Poor Hawaii. It becomes a state and suddenly everybody just adds pineapple to their food and it’s all “Hawaiian.” Sigh…
Pork Chops Hawaiian
Season 4 lean pork chops, 1/2-inch thick. In a 10-inch skillet, brown chops slowly in hot shortening. Drain off drippings. Mix together can or jar of Musselman’s Apple Sauce (about 1 lb.), 1/2 cup undrained crushed pineapple and 1/4 teasp. nutmeg. Pour over chops. Cover and cook over low heat 30 minutes or until chops are tender.
So we’re taking the classic pork and applesauce and mixing in pineapple, huh? It makes the dish sound a lot more like summer than fall, but maybe the nutmeg and apple flavors will still hold strong.
We were pretty glad that this was the recipe we’d settled on for tonight, because it’s dead easy and we were dead tired.
A reasonable sprinkling of salt and pepper is all we’re using for seasoning, hoping that the applesauce mixture will be able to shine through.
The chops go into the frying pan for a quick sear, just a few minutes each side.
You may notice we’re doing six pork chops rather than four; it’s because we’re hungry and really like pork chops. (Hopefully the topping won’t ruin it.)
The pineapple gets added to the applesauce, spurring a mild debate over whether it’s now pineapple-applesauce, or pineapplesauce.
The chops were coated in the applesauce, and put in the oven to bake.
The pineapple was totally pointless.
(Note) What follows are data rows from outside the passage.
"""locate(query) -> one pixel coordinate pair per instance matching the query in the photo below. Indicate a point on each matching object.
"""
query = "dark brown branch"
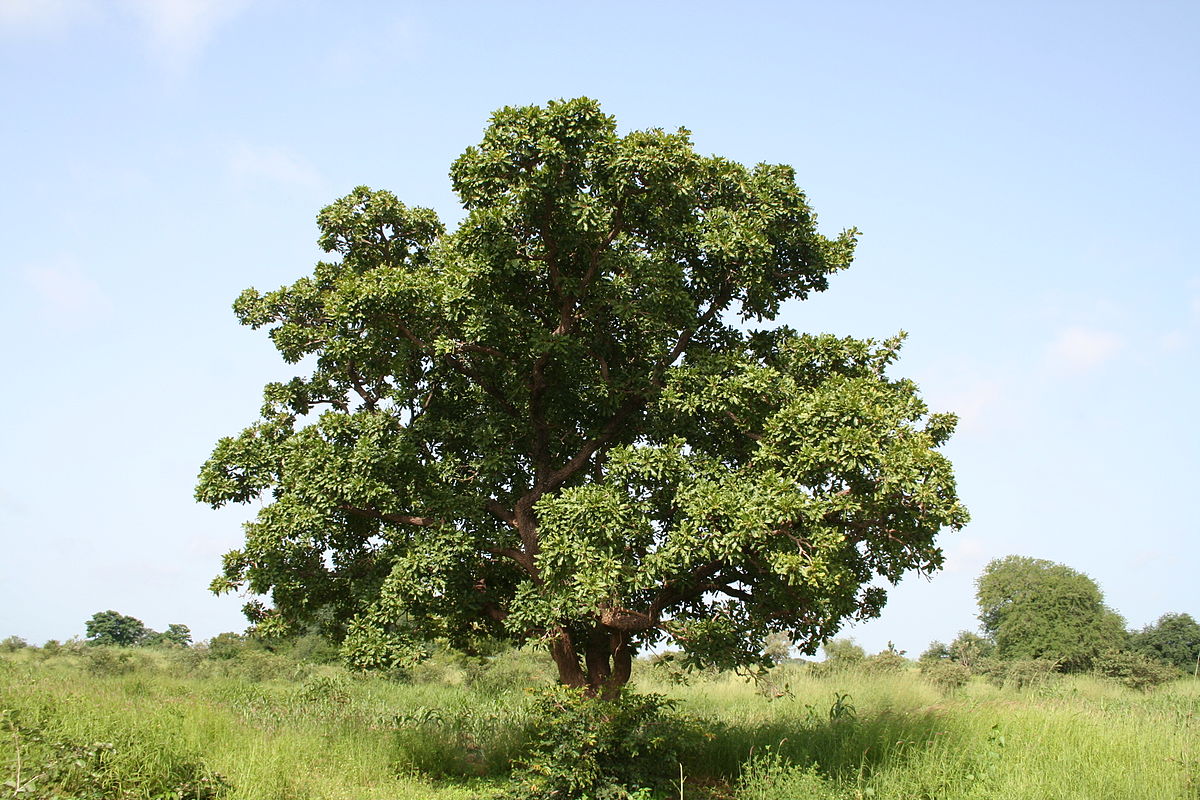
(501, 512)
(399, 518)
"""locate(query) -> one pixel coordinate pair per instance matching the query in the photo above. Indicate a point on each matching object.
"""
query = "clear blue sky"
(1025, 176)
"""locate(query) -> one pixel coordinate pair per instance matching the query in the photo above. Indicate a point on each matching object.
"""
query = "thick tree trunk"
(606, 656)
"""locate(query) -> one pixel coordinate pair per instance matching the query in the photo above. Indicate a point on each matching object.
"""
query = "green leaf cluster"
(564, 420)
(1035, 608)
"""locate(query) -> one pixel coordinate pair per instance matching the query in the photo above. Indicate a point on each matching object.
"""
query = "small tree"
(113, 629)
(559, 423)
(1038, 609)
(175, 636)
(1174, 639)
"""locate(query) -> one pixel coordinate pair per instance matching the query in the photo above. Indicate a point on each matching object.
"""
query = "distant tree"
(114, 629)
(970, 648)
(12, 644)
(843, 651)
(935, 651)
(175, 636)
(1174, 639)
(227, 645)
(1033, 608)
(777, 647)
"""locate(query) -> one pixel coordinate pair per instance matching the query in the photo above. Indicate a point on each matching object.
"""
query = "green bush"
(605, 750)
(59, 767)
(769, 776)
(1134, 669)
(947, 675)
(1024, 673)
(12, 644)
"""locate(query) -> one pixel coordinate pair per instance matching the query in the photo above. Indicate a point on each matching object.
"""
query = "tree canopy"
(564, 421)
(1174, 639)
(115, 629)
(1035, 608)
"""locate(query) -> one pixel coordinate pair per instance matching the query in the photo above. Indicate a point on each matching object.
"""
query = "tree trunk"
(606, 656)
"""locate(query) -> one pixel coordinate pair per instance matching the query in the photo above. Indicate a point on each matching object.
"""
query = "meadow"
(100, 722)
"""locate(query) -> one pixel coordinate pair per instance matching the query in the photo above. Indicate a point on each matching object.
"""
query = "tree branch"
(399, 518)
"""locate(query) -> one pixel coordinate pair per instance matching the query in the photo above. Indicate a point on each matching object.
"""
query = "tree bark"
(601, 665)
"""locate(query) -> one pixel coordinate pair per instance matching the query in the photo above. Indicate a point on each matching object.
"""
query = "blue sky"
(1024, 174)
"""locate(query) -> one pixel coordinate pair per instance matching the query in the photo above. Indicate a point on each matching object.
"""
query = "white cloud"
(965, 554)
(66, 293)
(977, 404)
(41, 16)
(256, 163)
(1079, 349)
(177, 30)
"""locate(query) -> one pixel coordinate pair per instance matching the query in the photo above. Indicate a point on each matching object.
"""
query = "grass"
(280, 729)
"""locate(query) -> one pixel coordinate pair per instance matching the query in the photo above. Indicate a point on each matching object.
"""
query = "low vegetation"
(234, 720)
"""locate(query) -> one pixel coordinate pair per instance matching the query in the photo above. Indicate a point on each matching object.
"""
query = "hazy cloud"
(177, 30)
(66, 293)
(965, 554)
(976, 404)
(41, 16)
(1079, 349)
(276, 164)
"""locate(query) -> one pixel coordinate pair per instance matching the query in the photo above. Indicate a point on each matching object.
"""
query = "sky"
(1025, 176)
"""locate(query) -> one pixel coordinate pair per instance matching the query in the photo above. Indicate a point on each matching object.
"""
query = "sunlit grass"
(321, 733)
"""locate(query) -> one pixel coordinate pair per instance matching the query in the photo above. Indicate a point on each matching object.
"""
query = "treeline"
(1038, 617)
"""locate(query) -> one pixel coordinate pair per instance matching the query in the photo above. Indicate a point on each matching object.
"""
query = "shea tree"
(570, 421)
(1033, 608)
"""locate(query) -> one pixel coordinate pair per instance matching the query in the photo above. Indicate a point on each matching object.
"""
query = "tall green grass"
(276, 729)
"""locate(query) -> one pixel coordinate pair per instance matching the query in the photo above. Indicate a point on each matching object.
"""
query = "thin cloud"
(41, 16)
(256, 163)
(1081, 349)
(178, 30)
(976, 404)
(66, 293)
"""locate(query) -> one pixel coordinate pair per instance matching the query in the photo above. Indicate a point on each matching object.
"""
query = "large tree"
(1035, 608)
(564, 422)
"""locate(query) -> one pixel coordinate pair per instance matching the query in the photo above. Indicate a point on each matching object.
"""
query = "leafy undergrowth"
(155, 727)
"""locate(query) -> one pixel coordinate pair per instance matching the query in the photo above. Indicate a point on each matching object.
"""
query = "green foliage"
(1024, 673)
(887, 661)
(769, 776)
(1173, 639)
(113, 629)
(840, 655)
(1134, 669)
(12, 643)
(51, 765)
(971, 649)
(946, 674)
(585, 747)
(1038, 609)
(546, 426)
(175, 636)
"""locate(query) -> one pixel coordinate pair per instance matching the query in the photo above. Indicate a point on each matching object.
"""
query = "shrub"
(12, 644)
(886, 662)
(769, 776)
(947, 675)
(1023, 673)
(605, 750)
(1134, 669)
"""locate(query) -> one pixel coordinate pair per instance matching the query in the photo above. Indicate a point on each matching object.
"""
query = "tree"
(177, 636)
(1174, 639)
(1039, 609)
(113, 629)
(556, 423)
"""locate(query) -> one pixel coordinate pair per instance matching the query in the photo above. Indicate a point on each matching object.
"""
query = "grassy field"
(173, 725)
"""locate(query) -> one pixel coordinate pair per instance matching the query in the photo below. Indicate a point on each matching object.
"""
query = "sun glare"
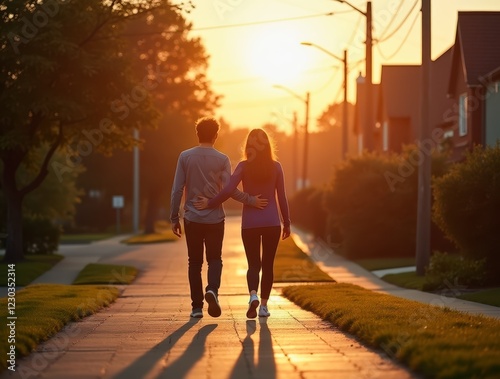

Pork chops and applesauce taste great, but the pineapple didn’t add any extra favor. Even when the little bits showed up in a bite, they just provided texture.
The nutmeg, on the other hand, added a delicious warmth and autumn flavor. It was nice to have some well-seasoned, apple-coated pork chops that weren’t much effort to make. We won’t call this delicious (because the Hawaiian pineapple was useless and, frankly, it looks like a horse sneezed on it), but it was pretty good.
Many thanks to Hey, My Mom Used To Make That for reminding us how much we love apples and pork, and introducing us to the idea of nutmeg.